Ucrânia e Rússia acordam abertura de 10 corredores humanitários

O acordo prevê acordo corredores nas cidades de Mariupol e Kherson, e nas regiões de Kiev e de Lugansk.

As autoridades ucranianas e russas concordaram em estabelecer, este sábado, 10 corredores humanitários para ajudar civis em zonas mais afetadas pela guerra na Ucrânia, anunciou a vice-primeira-ministra ucraniana.

Iryna Vereshchuk disse que o acordo prevê um corredor humanitário na cidade portuária de Mariupol, sitiada pelas forças russas. O acordo abrange também vários corredores na região da capital da Ucrânia, Kiev, e vários na região de Lugansk (leste).

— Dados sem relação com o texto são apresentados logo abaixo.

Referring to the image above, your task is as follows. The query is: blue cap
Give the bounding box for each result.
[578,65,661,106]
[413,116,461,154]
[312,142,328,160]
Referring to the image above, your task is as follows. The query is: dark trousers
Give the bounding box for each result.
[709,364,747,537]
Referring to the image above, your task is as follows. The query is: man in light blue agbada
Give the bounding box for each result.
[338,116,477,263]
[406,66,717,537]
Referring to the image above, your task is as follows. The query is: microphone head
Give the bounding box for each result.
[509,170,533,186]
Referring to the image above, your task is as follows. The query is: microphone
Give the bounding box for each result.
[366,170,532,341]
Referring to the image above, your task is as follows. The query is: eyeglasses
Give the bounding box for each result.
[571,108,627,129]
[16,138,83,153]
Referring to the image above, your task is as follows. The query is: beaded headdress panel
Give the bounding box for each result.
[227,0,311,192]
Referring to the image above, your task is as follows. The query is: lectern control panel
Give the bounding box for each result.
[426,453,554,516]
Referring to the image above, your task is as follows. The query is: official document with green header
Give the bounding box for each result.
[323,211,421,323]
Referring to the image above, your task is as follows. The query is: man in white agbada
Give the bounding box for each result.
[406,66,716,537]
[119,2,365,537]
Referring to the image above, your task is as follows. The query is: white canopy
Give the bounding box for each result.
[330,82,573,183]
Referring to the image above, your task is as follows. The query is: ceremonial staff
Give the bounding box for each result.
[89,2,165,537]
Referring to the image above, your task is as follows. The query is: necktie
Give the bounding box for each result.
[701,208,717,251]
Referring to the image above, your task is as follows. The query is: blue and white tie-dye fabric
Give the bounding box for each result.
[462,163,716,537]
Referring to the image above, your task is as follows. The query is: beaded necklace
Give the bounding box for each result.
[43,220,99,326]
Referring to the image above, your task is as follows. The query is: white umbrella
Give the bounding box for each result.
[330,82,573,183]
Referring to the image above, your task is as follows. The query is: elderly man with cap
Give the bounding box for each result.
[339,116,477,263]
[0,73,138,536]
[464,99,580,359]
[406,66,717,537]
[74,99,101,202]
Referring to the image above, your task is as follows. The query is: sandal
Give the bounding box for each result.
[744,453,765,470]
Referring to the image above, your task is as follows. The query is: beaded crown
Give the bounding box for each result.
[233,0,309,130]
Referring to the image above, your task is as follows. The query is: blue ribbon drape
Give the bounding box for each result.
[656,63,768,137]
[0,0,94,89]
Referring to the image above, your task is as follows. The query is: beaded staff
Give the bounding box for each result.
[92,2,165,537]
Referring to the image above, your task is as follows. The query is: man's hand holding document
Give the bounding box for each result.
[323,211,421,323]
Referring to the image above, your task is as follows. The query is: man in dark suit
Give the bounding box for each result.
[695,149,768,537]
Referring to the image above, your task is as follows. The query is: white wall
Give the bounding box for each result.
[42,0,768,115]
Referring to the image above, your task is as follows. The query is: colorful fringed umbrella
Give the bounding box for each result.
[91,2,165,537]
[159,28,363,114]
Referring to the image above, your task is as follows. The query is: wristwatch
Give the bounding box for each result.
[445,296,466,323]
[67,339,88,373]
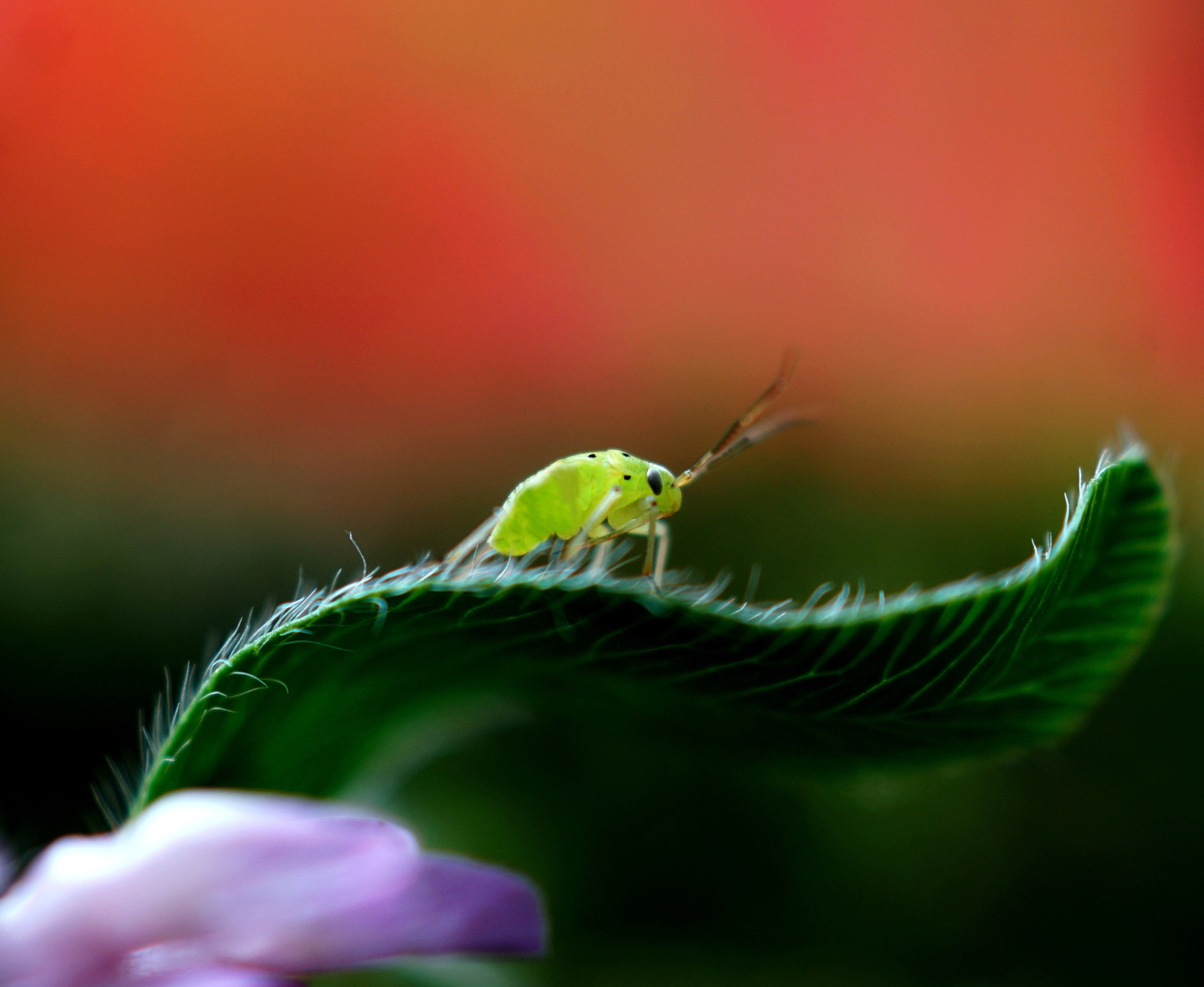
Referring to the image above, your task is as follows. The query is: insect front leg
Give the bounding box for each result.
[653,521,670,590]
[443,507,502,572]
[560,486,623,562]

Numa mensagem em vídeo, Vereshchuk anunciou ainda planos para entregar ajuda humanitária na cidade portuária de Kherson (sul), que está atualmente sob controlo das forças russas.

Também numa mensagem vídeo, o Presidente da Ucrânia, Volodymyr Zelensky, acusou as forças russas de estarem a bloquear as maiores cidades para deteriorar as condições de vida e forçar os ucranianos a cooperar.

Zelensky disse que os russos estão a impedir que os abastecimentos cheguem às cidades cercadas no centro e sudeste da Ucrânia.

Imagens de satélite de sexta-feira da empresa norte-americana Maxar Technologies mostraram uma longa fila de carros a sair de Mariupol, durante uma operação para retirar civis.

Zelensky disse que mais de 9.000 pessoas conseguiram deixar a cidade no último dia.

A guerra na Ucrânia, que entrou, este sábado, no 24.º dia, foi desencadeada pela invasão russa do país vizinho, em 24 de fevereiro.

O conflito provocou um número de baixas civis e militares ainda por determinar.

A ONU confirmou a morte de 816 civis até quinta-feira, incluindo 59 crianças, mas tem alertado que os números reais "são consideravelmente mais elevados".

A guerra na Ucrânia também provocou mais de 3,2 milhões de refugiados, na pior crise do género na Europa desde a Segunda Guerra Mundial (1939-1945).

Segundo as Nações Unidas, cerca de 13 milhões de pessoas necessitam de assistência humanitária na Ucrânia.

A invasão russa foi condenada pela generalidade da comunidade internacional, que respondeu com o envio de armamento para a Ucrânia e o reforço de sanções económicas e políticas a Moscovo.